The U.S. coastal port sector generated 2.2 million direct, induced and indirect jobs, and marine cargo activity generated about $5.4 trillion of total economic activity last year, according to the 2018 National Economic Impact of the U.S. Coastal Port System released Wednesday by Martin Associates.
John Martin, president and founder of the Lancaster, Pa.-based firm, presented the report during the second day of the American Association of Port Authorities’ (AAPA) 2019 Spring Conference in Washington, D.C.
Compared to Martin Associates’ previous nationwide ports economic impact study, America’s seaports’ contributions to the nation’s economy have increased across the board.
From 2014 to 2018, the total number of jobs supported by seaport activity grew by 7.7 million to 30.8 million in 2018. In addition to the 2.2 million direct, induced and indirect jobs, 28.6 million were associated with exporters and importers and users of the coastal seaports.

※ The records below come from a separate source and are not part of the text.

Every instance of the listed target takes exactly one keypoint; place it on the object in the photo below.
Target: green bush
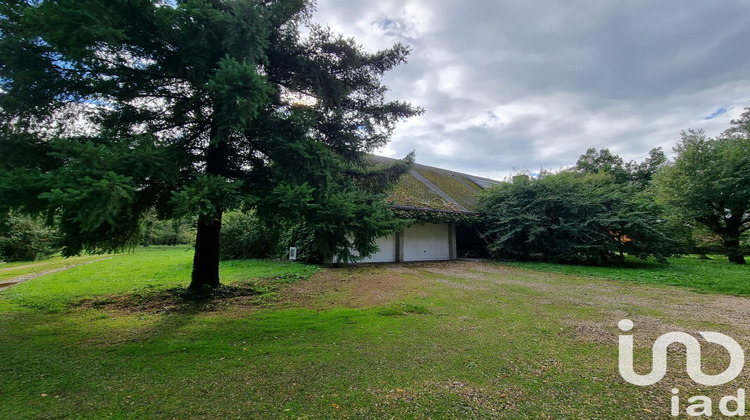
(26, 238)
(570, 217)
(168, 232)
(244, 236)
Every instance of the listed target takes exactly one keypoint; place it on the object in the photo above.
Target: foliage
(343, 224)
(190, 107)
(421, 216)
(709, 183)
(26, 238)
(155, 231)
(571, 217)
(634, 173)
(244, 236)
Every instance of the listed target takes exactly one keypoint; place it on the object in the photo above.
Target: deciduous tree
(709, 182)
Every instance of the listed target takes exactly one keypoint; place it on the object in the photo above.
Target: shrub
(26, 238)
(244, 236)
(570, 217)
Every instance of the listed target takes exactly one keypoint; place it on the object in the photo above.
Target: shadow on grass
(179, 299)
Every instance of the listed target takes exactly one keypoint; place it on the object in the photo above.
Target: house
(443, 202)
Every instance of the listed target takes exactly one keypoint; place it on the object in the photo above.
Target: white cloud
(525, 85)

The $5.4 trillion in economic activity represented about 26 percent of America’s $20.9 trillion gross domestic product reported in the fourth quarter of 2018, which was the same percentage of the GDP from 2014. The economic activity grew, however, by $816 billion.
Direct business revenue received by firms providing direct services to cargo and vessels accounted for $184.1 billion. Of that money, $40.9 billion was used to pay the salaries of 652,078 direct job holders, which equated to an average annual income of $62,800, a 17 percent increase from the previous report.
The impact of the re-spending effect caused by consumption purchases by direct job holders was estimated at $139.2 billion. The remaining $5.1 trillion represented the output created by cargo moving via the coastal ports, including “the value added at each stage of producing an export cargo, as well as the value added at each stage of production for the firms using imported raw materials and intermediate products that flow via the marine terminals,” the report reads.
A total of $378.1 billion of total federal, state and local taxes were generated by maritime activity at coastal ports in 2018, which was nearly an 18 percent jump from 2014. The 2018 taxes included $47.1 billion of direct, induced and indirect federal, state and local tax revenue and $331 billion of federal, state and local tax revenue created by the economic activity of exporters and importers using the deepwater coastal port system.
“This growth in jobs and economic value of the seaports reflects the growth of 165 million tons of international cargo since 2014 and underscores the importance of continued investment in port and intermodal infrastructure by both the public and private sectors to support the growing importance of international trade to the U.S. economy,” the report reads.
Kurt Nagle, AAPA’s president and CEO, said there is an urgent need for more federal investment to enhance the connections with ports. AAPA’s U.S. member ports have identified $66 billion in needed investments over the next 10 years, he said.
“These necessary federal channel, terminal, road, rail, bridge and tunnel improvements are crucial to enable our seaports to efficiently handle their expected cargo volumes, continue providing dramatic economic and jobs impacts and enhance America’s international competitiveness,” he said.